FRESH from following in the footsteps of Elvis Presley, Johnny Cash and Dolly Parton in America’s capital of country music, Eloise Rees is back performing in her home city of Oxford.

The singer-songwriter is at Oxford’s Gathering Festival on Saturday after flying back from Nashville, Tennessee.

She was one of just three acts picked by BBC Introducing representing the UK at Nashvilles’s Americana Festival last month.

  • Listen to a live version of Escape From Static

BBC Introducing was set up in 2007 to help promote unsigned and undiscovered artists. They can upload their music to the website in the hope they are spotted by the BBC or other industry experts.

The 22-year-old contemporary-folk artist said: “Playing the festival was a dream come true, I’ve wanted to go since I was 14 but never thought I would make there as an act.

“We played the Hard Rock Café where so many legendary acts had played and we were truly thrilled to step in their footsteps.

“It is nice to be back though. I began by playing to audiences in Oxford so it feels much more like home. The Oxford music venues have a great atmosphere, the crowds are so welcoming.”

The former King Alfred’s schoolgirl, from Wantage, is at Truck Store in Cowley Road performing at 4pm on Saturday and The Jericho Tavern next Thursday.

She is also back in her South Oxfordshire recording studio working on her next new EP.

Gathering Festival organiser Isla Miskelly said: “It’s good to have her here. We are really supportive of local talent so her success is brilliant news.”

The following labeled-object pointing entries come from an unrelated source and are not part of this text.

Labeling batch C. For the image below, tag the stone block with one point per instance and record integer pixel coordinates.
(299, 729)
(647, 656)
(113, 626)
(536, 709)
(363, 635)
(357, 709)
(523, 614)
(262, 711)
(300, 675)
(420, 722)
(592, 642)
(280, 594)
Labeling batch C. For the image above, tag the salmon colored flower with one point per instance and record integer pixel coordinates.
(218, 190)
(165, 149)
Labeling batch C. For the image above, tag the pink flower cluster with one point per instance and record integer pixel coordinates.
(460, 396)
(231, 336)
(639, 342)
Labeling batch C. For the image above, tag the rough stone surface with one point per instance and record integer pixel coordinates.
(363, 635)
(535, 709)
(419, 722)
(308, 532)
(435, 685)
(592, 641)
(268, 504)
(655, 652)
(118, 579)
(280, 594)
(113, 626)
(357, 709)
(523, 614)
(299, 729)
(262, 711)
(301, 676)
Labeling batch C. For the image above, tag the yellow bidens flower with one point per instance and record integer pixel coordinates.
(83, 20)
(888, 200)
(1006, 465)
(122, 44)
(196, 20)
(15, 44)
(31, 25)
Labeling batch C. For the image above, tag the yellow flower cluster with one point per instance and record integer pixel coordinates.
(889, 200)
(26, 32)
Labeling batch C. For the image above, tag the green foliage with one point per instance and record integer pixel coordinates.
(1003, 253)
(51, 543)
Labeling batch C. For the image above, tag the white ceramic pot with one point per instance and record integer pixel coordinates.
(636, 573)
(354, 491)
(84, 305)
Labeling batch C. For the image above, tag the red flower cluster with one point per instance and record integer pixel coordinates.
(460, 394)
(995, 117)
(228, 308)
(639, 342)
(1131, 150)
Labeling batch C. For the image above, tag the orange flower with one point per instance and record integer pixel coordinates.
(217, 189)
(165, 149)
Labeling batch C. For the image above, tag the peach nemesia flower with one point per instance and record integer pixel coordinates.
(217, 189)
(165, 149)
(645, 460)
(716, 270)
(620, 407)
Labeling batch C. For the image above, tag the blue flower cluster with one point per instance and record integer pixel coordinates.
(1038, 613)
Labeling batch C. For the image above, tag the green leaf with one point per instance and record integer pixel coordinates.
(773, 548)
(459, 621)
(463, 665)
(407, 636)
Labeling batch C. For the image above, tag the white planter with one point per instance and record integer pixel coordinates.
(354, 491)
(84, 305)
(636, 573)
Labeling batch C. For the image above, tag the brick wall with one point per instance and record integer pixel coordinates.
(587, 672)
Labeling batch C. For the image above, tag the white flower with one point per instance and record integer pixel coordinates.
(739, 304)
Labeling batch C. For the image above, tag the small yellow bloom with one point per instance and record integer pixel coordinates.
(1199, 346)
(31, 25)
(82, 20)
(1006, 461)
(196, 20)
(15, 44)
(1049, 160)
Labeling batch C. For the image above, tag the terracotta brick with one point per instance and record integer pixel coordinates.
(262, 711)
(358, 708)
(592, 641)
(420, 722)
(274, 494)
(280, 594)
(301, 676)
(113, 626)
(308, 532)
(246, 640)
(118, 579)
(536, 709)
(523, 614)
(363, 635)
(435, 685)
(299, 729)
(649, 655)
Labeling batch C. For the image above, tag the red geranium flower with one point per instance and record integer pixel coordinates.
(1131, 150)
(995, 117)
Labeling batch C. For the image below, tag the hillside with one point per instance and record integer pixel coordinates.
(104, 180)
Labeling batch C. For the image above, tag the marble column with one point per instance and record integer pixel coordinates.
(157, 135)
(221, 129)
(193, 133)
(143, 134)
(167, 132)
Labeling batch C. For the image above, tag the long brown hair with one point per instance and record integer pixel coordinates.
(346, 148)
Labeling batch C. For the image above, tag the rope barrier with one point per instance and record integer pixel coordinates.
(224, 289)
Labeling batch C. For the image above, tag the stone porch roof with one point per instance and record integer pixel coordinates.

Miss Rees was picked by BBC Introducing for the annual Americana music festival, hosted by BBC Radio 2 presenter “Whispering” Bob Harris, known for hosting BBC2’s The Old Grey Whistle Test in the ’70s and ’80s.

Mr Harris, from Steventon, said: “Eloise was really nervous but she did brilliantly. It was only later I discovered she is actually very close to us here in Oxfordshire.”

Miss Rees added: “I was definitely the minnow in a pond of big fish, but the big fish were a shoal of kind, talented, benevolent inclusive big fish, whose support and warmth I will never forget.”